Exploring cmp8xchg16

The latest version of Itanium comes with a new instruction, cmp8xchg16. This does a compare and exchange on 8 bytes (64 bits) but exchanges 16 bytes (128 bits). Seems like a strange instruction?

Firstly, a bit of an overview of compare-and-exchange (CAS). As a function, it would be expressed compare_and_exchange(memory, new_value, expected_value). If the memory location contains the expected value, the new value is swapped in, atomically. This means nothing can interrupt us between the compare and the exchange.

This is useful for implementing lock-free algorithms, particularly the case of updating a linked-list stack. For example, below we show how you can safely insert an element into the linked list using compare and exchange.

compare and exchange push

Note that nothing can interrupt the update of the head of list pointer; if the value is incorrect we just loop around, update and try again. Eventually we hope we can do it uninterrupted.

However, removing an element from the list is not as simple.

compare and exchange pop

We could potentially be interrupted, and have the list change underneath us. As long as the elements move around in memory, the CAS will fail and we will be OK. But if the next element is in the same place as the "old" element (the one we are trying to pop) we have a problem. This is known as the "ABA" problem (or the "A-B-A" problem, or something else; if this still doesn't make sense try this page).

To avoid this, one common scheme is to have a version number on the head of list pointer. You do the swap, and compare the version number as well as the next pointer in memory. If they both match, you know that nothing has been updated and you are safe to pop the entry. This requires either a double wide compare and exchange instruction (so you can swap both a pointer and a version number) or tricky schemes like aligning the variables and using the base bits as version numbers (see An Almost Non-Blocking Stack, Bohem 2004).

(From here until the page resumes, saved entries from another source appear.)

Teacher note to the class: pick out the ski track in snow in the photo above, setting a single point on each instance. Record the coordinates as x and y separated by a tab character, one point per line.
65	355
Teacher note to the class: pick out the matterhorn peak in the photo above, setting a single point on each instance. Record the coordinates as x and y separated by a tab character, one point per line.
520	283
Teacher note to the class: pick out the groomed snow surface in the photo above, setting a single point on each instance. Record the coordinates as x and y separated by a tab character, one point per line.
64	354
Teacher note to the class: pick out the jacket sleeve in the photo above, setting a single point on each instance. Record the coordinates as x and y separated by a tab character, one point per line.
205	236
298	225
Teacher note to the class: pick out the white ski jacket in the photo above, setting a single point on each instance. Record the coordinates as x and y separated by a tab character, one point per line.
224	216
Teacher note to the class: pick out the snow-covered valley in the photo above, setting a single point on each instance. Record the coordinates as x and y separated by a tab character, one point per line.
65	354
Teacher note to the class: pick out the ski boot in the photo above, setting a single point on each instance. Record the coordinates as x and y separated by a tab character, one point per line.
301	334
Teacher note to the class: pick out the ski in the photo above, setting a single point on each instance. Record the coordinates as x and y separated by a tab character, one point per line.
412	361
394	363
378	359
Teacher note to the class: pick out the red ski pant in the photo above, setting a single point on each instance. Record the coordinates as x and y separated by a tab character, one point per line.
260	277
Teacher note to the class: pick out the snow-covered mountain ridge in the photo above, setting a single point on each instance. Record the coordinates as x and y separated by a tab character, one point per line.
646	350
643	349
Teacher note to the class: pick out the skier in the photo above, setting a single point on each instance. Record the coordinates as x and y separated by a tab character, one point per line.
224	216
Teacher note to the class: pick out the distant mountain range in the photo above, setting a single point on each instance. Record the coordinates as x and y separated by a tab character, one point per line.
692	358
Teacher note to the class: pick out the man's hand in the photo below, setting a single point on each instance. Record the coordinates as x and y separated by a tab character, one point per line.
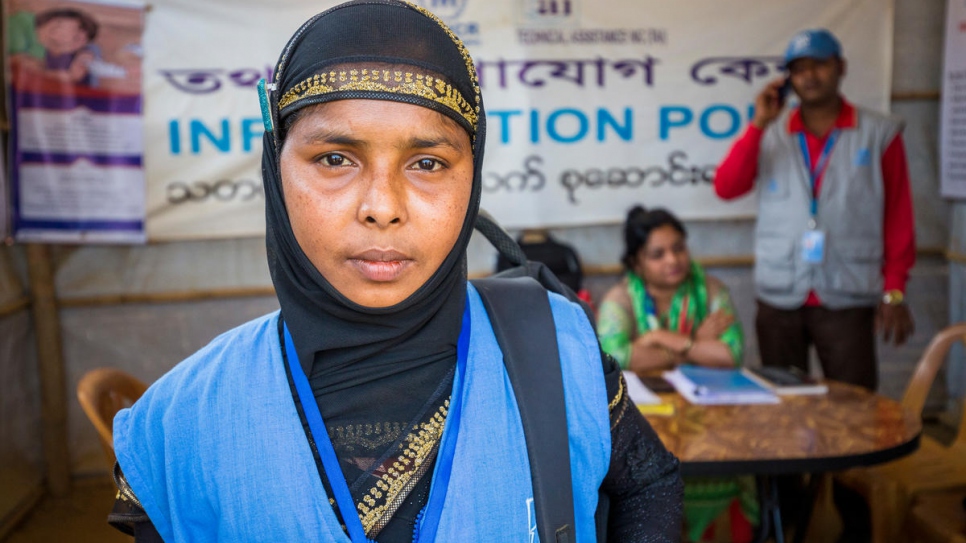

Now, we can't just check the version with a normal width compare and swap and then update the pointer later, because we've just created our race condition again. But we don't actually need to check the pointer, just swap it in if the version is OK. Hence (I think) a cmp8xchg16 instruction. It allows you to check a version number, swap in a new pointer if it is all OK, but without (what I presume is significant) overhead of a full double wide compare and swap implementation. Just when to update the version I'm still thinking about; I think you could still use a blacklist scheme like the Bohem approach, but it needs further thought.